Sudah dua bulan ini, Kali tak bersemangat pergi ke sekolah. Padahal ya cuma sekolah-sekolahan. Sekolah ala anak kota supaya bisa bermain tapi membayar mahal.
Saya dan Istri menduga hal ini karena Kali “naik kelas”, dari kelas yang dilabeli “Senyum” menuju kelas yang dilabeli “Bahagia”. Teman-temannya juga hampir sama. Hanya gurunya yang berbeda. Dulu dia bersemangat. Kenapa sekarang tidak?
Saya tidak tahu, apakah ketidaksukaan atas sesuatu itu diwariskan atau tidak. Ilmu pewarisan sudah berkembang begitu cepat dan canggih. Apa yang dulu diam-diam kita sepakati sebagai sesuatu yang “kultural”, ternyata tak persis seperti itu. Gen kita menyimpan dan mewariskan banyak hal, termasuk emosi dan ingatan. Mungkin ketidaksukaan juga diwariskan. Mungkin lho ya…
Persoalannya tentu saja nanti lebih rumit, mana pihak yang harus dimenangkan, kultural atau natural. Atau dikompromikan. Pada batas mana kompromi-kompromi itu bisa terjadi sehingga meminimalisir penderitaan. Dengan metode dan tujuan yang seperti apa. Semua itu susah untuk dipikir pagi-pagi begini. Sebab ini saat yang paling nikmat menyeruput kopi sambil memikirkan hal yang meringankan hati.

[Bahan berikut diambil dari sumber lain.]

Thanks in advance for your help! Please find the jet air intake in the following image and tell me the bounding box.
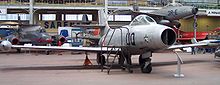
[161,29,176,46]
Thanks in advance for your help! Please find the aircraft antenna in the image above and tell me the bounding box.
[193,14,198,39]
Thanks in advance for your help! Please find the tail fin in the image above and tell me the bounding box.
[191,38,197,44]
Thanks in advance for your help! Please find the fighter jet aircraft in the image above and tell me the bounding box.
[0,15,207,73]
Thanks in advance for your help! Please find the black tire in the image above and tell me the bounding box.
[139,55,146,65]
[97,54,106,65]
[141,63,152,73]
[17,49,21,53]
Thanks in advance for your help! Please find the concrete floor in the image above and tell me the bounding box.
[0,52,220,85]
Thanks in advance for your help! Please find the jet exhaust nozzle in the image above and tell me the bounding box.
[0,41,12,51]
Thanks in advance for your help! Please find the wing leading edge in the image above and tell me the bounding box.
[12,45,121,52]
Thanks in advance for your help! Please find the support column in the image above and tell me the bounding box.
[33,13,39,24]
[56,13,62,21]
[29,0,34,24]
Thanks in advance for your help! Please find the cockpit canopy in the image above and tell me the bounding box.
[130,15,156,26]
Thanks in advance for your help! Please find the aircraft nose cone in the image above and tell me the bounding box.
[192,7,198,14]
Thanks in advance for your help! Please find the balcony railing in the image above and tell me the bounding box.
[0,0,220,9]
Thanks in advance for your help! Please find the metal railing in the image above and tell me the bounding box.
[0,0,220,9]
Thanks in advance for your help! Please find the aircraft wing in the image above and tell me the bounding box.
[168,43,209,49]
[12,45,120,52]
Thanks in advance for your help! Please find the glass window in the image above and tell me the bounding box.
[42,14,56,20]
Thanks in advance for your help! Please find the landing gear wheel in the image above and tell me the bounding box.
[16,49,21,53]
[96,53,106,65]
[139,55,152,73]
[46,50,50,55]
[141,63,152,73]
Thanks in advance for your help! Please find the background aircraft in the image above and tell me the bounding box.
[0,25,66,52]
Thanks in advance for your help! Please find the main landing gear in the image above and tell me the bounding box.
[139,54,152,73]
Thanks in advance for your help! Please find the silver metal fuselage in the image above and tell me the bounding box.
[99,24,176,55]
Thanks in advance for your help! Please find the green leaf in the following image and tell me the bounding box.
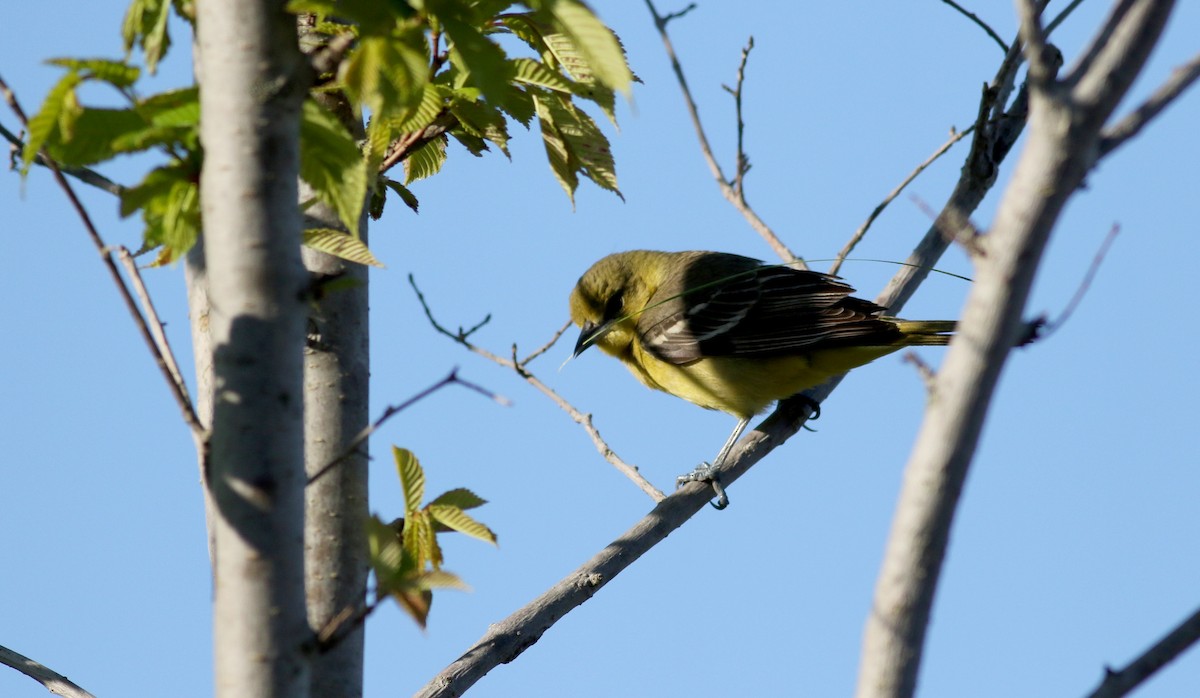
[404,511,443,570]
[391,446,425,516]
[120,161,200,266]
[450,100,512,160]
[533,94,580,205]
[304,228,383,269]
[404,136,446,186]
[530,0,634,97]
[509,58,575,92]
[383,177,421,213]
[338,32,430,118]
[121,0,170,76]
[20,71,83,176]
[426,0,509,104]
[46,58,142,88]
[430,487,487,509]
[367,515,418,594]
[535,91,620,200]
[425,504,496,546]
[391,84,451,137]
[300,100,367,236]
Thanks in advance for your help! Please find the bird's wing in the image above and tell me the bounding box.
[637,260,898,363]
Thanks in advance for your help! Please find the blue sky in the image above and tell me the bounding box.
[0,0,1200,698]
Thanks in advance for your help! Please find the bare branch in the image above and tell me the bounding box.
[829,126,974,275]
[408,275,666,501]
[942,0,1008,53]
[0,121,125,197]
[646,0,808,269]
[1100,54,1200,157]
[857,0,1171,698]
[307,368,512,485]
[0,71,208,443]
[1038,225,1121,339]
[116,245,204,435]
[0,646,96,698]
[722,36,754,201]
[1088,609,1200,698]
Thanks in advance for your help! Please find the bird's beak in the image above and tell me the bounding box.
[571,320,608,359]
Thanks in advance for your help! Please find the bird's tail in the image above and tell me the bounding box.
[895,320,958,347]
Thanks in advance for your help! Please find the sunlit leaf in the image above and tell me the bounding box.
[404,136,446,185]
[426,504,496,546]
[391,446,425,515]
[300,100,367,236]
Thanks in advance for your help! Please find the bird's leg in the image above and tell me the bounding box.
[676,417,750,510]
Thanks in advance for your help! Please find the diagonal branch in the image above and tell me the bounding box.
[828,126,974,275]
[942,0,1008,53]
[0,72,208,443]
[646,0,806,269]
[408,275,665,501]
[857,0,1171,698]
[1100,54,1200,157]
[1087,609,1200,698]
[0,646,96,698]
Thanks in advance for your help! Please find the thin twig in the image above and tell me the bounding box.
[314,597,386,654]
[0,646,96,698]
[1042,0,1084,36]
[0,71,208,450]
[721,36,754,197]
[116,245,204,433]
[829,126,974,275]
[1038,225,1121,339]
[942,0,1008,53]
[408,275,666,501]
[646,0,808,269]
[512,320,571,366]
[1100,54,1200,157]
[1087,609,1200,698]
[0,125,125,197]
[308,367,512,485]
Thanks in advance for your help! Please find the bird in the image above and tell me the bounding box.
[570,249,955,509]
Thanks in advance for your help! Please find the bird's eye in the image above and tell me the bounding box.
[604,291,625,320]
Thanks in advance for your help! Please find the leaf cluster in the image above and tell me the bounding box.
[367,446,496,627]
[23,0,635,264]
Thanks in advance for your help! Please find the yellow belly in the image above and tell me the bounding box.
[622,343,900,417]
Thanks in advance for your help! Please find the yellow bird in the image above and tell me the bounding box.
[570,249,955,509]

Seingat saya, memang saya tidak suka sekolah. Ini juga agak tidak masuk akal karena kedua orangtua saya guru. Tapi ketidaksukaan saya ini muncul ketika saya mulai sekolah di bangku SMP. Ketika TK dan SD, sepertinya saya baik-baik saja. Bergembira.
Kepada teman dekat, saya sering bilang begini. Kita diam-diam bisa jadi orang munafik. Dulu membangkang kepada orangtua. Gemar judi dan mabuk-mabukan. Dan sederet kenakalan lain. Coba kalau kita punya anak dan melihat anak kita main judi atau mabuk-mabukan, apakah kita akan “ikhlas” dengan hal itu? Menjadi anak itu memang berat. Menjadi orangtua, ternyata lebih berat lagi. Dengan begitu, Tuhan punya posisi yang keren karena beliau tidak dilahirkan dan tidak melahirkan.
Saya boleh saja nggaya berkata sambil mengutip buku tipis para pembangkang di Indonesia berjudul “Sekolah Itu Candu”, lha ternyata ketika baru dua bulan anak saya yang belum berumur 4 tahun sudah menyatakan ketidaksukaannya sama sekolah, saya tetap kepikiran. Mau jadi apa anak saya ini… Walaupun orangtua saya dulu pasti juga kepikiran berpuluh kali lipat melihat polah saya.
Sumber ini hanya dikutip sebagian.